Until such a time, attempts to meet up with friends involved parents ferrying us by car to the bright lights of Taunton ten miles away where the delightful troves of a heated-swimming pool and Top Shop awaited. Failing that it was wait for the bus. The bus that ran a helpful two times a day.
It’s no wonder I couldn’t wait to get behind the wheel of my first trusty Fiat Uno.
And it’s why, although rural living had its benefits: clean air, big gardens, entertaining Morris dancers clashing sticks twice a year and the chaos-induced hilarity of sheep breaking into the school playground on a regular basis, I decided as soon as I’d finished Sixth Form College, I would move to the biggest city in the UK.
It’s why I can appreciate Kurtan Mucklowe trying to break free, albeit to Swindon not London, and it’s why, when vague acquaintances tell me they’re leaving the Big Smoke to pursue a life of rural bliss in the backwaters of Devon, I raise my eyebrows, and, with, just the required amount of polite-engagement, respond, ‘Oh right.’
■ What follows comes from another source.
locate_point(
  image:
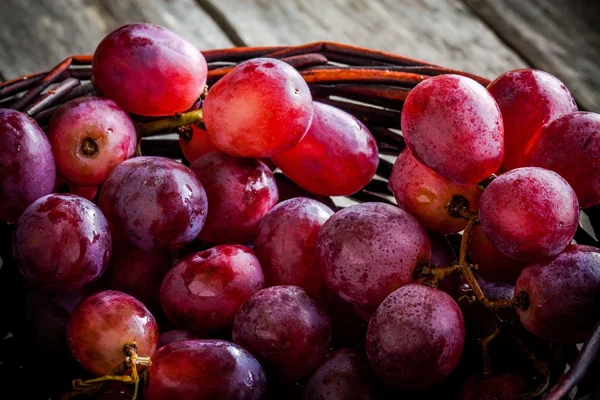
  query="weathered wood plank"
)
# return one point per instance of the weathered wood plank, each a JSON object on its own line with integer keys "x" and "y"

Not that I don’t appreciate the charms of the countryside. With parents still living in West Somerset, I relish long walks up squelchy hillsides. I love inhaling the mustiness of autumn leaves. I adore looking out across sweeping landscapes to the blustery grey seas of the Channel, or being tucked away in a cosy pub down a narrow lane.
I love the dog shows, the falcon demonstrations where badly-behaved kestrels ignore their handlers, the cream-teas, the rivers, the shouty front page news: “Villagers protest as cobbles replaced by paving stones!” I love the sound of wood pigeons in the morning and the smell of bonfires, hedges bursting with cow-parsley, the happy shrieks of children as they cycle along wide mud- spattered tracks, the view of diamond-bright stars cloaked by inky blue nights.
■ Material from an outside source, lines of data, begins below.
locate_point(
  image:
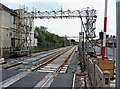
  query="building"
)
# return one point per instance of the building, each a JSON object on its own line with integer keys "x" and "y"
{"x": 16, "y": 30}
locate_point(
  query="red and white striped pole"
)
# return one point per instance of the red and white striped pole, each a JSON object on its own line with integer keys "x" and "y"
{"x": 104, "y": 33}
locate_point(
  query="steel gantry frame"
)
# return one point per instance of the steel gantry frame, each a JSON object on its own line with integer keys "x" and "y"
{"x": 87, "y": 16}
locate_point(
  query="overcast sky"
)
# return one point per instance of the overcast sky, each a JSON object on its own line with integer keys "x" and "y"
{"x": 70, "y": 27}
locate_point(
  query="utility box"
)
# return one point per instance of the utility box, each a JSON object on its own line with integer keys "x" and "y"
{"x": 107, "y": 65}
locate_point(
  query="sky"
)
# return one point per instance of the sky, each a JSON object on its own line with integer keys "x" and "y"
{"x": 69, "y": 27}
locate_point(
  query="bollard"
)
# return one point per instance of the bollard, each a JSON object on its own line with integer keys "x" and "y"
{"x": 106, "y": 79}
{"x": 94, "y": 73}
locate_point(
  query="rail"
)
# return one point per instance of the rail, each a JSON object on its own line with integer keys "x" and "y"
{"x": 98, "y": 77}
{"x": 51, "y": 76}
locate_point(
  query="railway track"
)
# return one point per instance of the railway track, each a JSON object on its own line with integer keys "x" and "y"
{"x": 48, "y": 79}
{"x": 35, "y": 60}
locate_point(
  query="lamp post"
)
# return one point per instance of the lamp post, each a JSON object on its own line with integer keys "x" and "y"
{"x": 118, "y": 44}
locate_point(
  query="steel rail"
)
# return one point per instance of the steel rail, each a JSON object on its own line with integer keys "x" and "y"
{"x": 57, "y": 70}
{"x": 48, "y": 61}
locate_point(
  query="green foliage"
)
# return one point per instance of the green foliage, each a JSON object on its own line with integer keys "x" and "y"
{"x": 46, "y": 38}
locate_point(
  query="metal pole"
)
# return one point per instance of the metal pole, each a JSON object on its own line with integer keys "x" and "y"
{"x": 113, "y": 49}
{"x": 105, "y": 29}
{"x": 1, "y": 38}
{"x": 118, "y": 44}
And then I love getting in my car and heading to the dual carriageway of the Hammersmith flyover and the welcoming beacon of the flashing oversized Lucozade bottle advert that signifies I’m entering the realms of pollution, endless miles of terraced houses, the corner stores where I can buy a Galaxy at 1am, the rich array of diverse people and cultures, the comforting backdrop of sirens and the fluorescent glow of the streetlight seeping through my curtains at night.
I don’t know if Kurtan and Kerry will ever leave Northleach, especially as series two opens with the news that Kurtan’s “sacked off” the GNVQ course he was doing in health and social care at Swindon College.
But while they’re still in their picturesque Cotswold village, ambling about in their football shirts, getting excited about the steam fair arriving, debating whether to go the Grease themed night at the village hall, or bickering over which oven shelf to place a pizza on, they’ll continue to portray with perfection and razor-sharp observation, the flabby tedium and isolation that can swamp rural life when nothing much is going on, the petty-disputes and grievances that can escalate to become all-consuming village disasters and the warm-hearted close-knit characters whose gardens back onto fields.
This is the side to rural living that you will never see on Escape To The Country or the glossy pages of Country Living and it’s why This Country, is a TV gem.